Chalfoun, NR, Grellet-Bournonville, CF, Martínez-Zamora, MG, Díaz-Perales, A, Castagnaro, AP, Díaz-Ricci, JC
The Journal of biological chemistry. 2013;(20):14098-14113
Abstract
In this work, the purification and characterization of an extracellular elicitor protein, designated AsES, produced by an avirulent isolate of the strawberry pathogen Acremonium strictum, are reported. The defense eliciting activity present in culture filtrates was recovered and purified by ultrafiltration (cutoff, 30 kDa), anionic exchange (Q-Sepharose, pH 7.5), and hydrophobic interaction (phenyl-Sepharose) chromatographies. Two-dimensional SDS-PAGE of the purified active fraction revealed a single spot of 34 kDa and pI 8.8. HPLC (C2/C18) and MS/MS analysis confirmed purification to homogeneity. Foliar spray with AsES provided a total systemic protection against anthracnose disease in strawberry, accompanied by the expression of defense-related genes (i.e. PR1 and Chi2-1). Accumulation of reactive oxygen species (e.g. H2O2 and O2(˙)) and callose was also observed in Arabidopsis. By using degenerate primers designed from the partial amino acid sequences and rapid amplification reactions of cDNA ends, the complete AsES-coding cDNA of 1167 nucleotides was obtained. The deduced amino acid sequence showed significant identity with fungal serine proteinases of the subtilisin family, indicating that AsES is synthesized as a larger precursor containing a 15-residue secretory signal peptide and a 90-residue peptidase inhibitor I9 domain in addition to the 283-residue mature protein.

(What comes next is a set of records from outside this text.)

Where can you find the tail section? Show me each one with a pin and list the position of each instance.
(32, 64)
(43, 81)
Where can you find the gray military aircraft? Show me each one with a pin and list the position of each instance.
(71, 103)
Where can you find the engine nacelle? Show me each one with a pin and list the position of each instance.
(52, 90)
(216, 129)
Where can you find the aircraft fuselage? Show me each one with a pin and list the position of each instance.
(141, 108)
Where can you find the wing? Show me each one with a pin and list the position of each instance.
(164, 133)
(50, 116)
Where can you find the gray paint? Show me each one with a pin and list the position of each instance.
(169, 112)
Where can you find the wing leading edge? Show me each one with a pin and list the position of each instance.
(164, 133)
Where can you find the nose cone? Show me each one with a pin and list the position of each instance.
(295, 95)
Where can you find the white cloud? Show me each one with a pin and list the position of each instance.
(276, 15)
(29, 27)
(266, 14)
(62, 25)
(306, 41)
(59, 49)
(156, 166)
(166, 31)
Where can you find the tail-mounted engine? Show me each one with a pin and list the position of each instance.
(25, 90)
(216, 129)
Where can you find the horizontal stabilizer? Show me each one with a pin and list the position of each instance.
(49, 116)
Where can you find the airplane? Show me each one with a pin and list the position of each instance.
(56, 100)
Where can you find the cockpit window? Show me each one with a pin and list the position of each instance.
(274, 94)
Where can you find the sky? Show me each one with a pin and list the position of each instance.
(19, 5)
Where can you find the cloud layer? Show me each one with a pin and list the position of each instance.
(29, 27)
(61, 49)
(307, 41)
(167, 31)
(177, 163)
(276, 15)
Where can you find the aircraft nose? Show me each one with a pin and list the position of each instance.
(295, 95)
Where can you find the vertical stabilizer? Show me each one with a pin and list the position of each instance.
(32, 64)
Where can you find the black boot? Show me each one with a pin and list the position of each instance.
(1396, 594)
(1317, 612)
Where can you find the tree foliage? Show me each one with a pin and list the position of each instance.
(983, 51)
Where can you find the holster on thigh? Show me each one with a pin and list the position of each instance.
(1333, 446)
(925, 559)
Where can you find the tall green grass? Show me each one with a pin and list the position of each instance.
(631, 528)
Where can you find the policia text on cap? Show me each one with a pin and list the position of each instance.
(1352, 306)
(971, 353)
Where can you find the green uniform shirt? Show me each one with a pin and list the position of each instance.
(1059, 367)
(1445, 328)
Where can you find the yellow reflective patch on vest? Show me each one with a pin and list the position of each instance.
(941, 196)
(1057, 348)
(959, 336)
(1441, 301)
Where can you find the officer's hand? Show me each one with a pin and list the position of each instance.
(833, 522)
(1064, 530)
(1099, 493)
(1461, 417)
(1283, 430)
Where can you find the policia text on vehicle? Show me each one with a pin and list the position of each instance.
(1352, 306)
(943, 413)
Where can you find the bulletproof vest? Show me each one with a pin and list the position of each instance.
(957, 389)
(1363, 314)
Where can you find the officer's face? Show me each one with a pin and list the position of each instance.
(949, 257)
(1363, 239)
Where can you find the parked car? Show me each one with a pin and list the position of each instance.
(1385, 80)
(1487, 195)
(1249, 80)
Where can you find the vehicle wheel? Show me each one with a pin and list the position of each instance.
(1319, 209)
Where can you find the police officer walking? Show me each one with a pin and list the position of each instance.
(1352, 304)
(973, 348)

AsES exhibited proteolytic activity in vitro, and its resistance eliciting activity was eliminated when inhibited with PMSF, suggesting that its proteolytic activity is required to induce the defense response. This is, to our knowledge, the first report of a fungal subtilisin that shows eliciting activity in plants. This finding could contribute to develop disease biocontrol strategies in plants by activating its innate immunity.